A impossibilidade de disputar o imaginário das pessoas nas redes impediu a Marcha de ser ainda maior. O que eu queria entender na Família Tradicional é de onde vem esse seu medo de Maconha. A erva machuca a sua moral?

A imprensa tenta invisibilizar a Marcha. É descarado e absurdo. Em qualquer lugar do mundo, 100 mil pessoas fumando maconha na principal avenida da cidade seria uma manchete de capa. Mas a gente trata como notinha de rodapé com comentários bizarros sobre “manifestantes protestaram contra ditadura venezuelana”, como saiu na Folha de S.Paulo.

Ai, Família Tradicional, melhorem!

Eu sei que, daqui há algum tempo, você também vai aderir a uma “goiaba” da boa pra relaxar essa cabeça cheia de discursos do João Doria ou do Bolsonaro. Vocês vão aceitar que maconha é paz, a guerra é morte. Mas, por enquanto, ainda estão nessa vibe agressora e moralista, pensando tudo como uma grande contravenção da lei e dos “bons costumes”.

Seus veículos, na mesma onda, tem medo de falar sobre drogas. Aliás, dá mais espaço para os “craqueiros”, uma forma fácil de criminalizar usuários.

As redes, por outro lado, são um termômetro. Enquanto nas ruas a mobilização é quente, nas redes é tabu. É melhor não arrastar. Quantos fumam e os pais sabem? “Ah, prefiro deixar quieto, pra não dá treta” é a resposta da maioria.

Pois, maconheiros e maconheiras deste país, sair do armário também é lutar pela legalização!

Enquanto nos escondermos e não nos assumirmos, eles vão nos invisibilizar! É através do empoderamento e da aceitação de que a cultura que vem da erva é um poder místico catalisador de energias para todo o cosmo, que podemos nos entender e unir para pedir a legalização.

Não queremos habeas corpus para fumar um dia sem PM:

🍁 Queremos regulamentação para fumar todo dia com segurança, com saúde e com qualidade.

🍁 Queremos regulamentação para ter acesso ao autocultivo e a possibilidade de curar filhos e filhas, homens e mulheres, a quem é negado o acesso ao único remédio que pode de fato os ajudar.

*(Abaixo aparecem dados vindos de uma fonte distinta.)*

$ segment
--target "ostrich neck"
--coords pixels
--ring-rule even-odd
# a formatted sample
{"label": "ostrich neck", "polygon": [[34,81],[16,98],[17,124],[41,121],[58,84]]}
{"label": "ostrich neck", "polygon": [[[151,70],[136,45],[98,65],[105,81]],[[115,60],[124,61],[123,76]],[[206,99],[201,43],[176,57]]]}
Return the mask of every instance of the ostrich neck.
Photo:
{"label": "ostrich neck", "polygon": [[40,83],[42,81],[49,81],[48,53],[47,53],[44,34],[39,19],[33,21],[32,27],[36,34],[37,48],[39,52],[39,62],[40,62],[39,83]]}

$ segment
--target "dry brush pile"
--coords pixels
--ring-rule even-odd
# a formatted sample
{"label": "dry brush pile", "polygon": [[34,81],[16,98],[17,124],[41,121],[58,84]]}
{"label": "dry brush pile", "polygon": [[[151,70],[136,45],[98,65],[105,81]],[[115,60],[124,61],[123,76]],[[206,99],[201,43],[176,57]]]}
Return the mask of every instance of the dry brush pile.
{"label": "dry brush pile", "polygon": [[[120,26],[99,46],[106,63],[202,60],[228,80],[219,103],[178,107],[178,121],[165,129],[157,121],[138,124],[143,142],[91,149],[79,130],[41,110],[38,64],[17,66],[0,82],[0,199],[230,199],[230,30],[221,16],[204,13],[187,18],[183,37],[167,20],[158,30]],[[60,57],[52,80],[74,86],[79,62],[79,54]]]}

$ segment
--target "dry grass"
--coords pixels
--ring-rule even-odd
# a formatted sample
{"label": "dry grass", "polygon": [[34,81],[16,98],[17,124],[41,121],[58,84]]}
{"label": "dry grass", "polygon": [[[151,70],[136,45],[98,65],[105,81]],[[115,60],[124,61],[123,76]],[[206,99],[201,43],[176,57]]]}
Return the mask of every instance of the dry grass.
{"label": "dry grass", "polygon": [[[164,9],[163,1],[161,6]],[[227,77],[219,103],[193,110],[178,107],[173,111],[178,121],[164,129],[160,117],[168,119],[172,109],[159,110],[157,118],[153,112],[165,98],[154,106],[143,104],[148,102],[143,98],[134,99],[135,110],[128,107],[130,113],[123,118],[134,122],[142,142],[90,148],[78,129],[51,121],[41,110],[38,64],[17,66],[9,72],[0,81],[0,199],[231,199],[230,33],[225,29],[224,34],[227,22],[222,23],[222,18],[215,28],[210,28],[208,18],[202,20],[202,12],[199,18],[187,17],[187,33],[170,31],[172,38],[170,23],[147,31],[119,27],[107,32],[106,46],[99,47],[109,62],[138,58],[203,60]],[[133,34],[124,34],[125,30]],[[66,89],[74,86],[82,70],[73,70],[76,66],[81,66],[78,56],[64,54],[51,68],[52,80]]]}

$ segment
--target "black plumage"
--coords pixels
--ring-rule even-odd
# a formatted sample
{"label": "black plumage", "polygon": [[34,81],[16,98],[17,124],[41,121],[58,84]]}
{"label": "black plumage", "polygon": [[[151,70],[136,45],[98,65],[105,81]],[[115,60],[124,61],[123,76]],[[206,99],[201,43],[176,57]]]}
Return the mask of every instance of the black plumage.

🍁 Queremos que nossa população não seja exterminada em nome de uma guerra hipócrita que serve para controlar corpos e grupos sociais.

🍁 Queremos a liberdade de Rafael Braga e tantos outros vítimas da Guerra às Drogas.

🍁 Queremos o julgamento imediato dos 40% das pessoas que estão no sistema prisional brasileiro sob prisão cautelar, muitos em função da prisão “em flagrante” por tráfico, em que só há PMs como testemunhas (como no caso de Rafael).

Em suma, cara Família Tradicional, eu sei que você corta a brisa, mas a Marcha acende a fumaça da paz para te fazer enxergar um mundo em que dividir é melhor que somar, em que a união é regra e não exceção. Lugar em que podemos viajar fora do seu sistema.

Quebrar correntes, plantar sementes!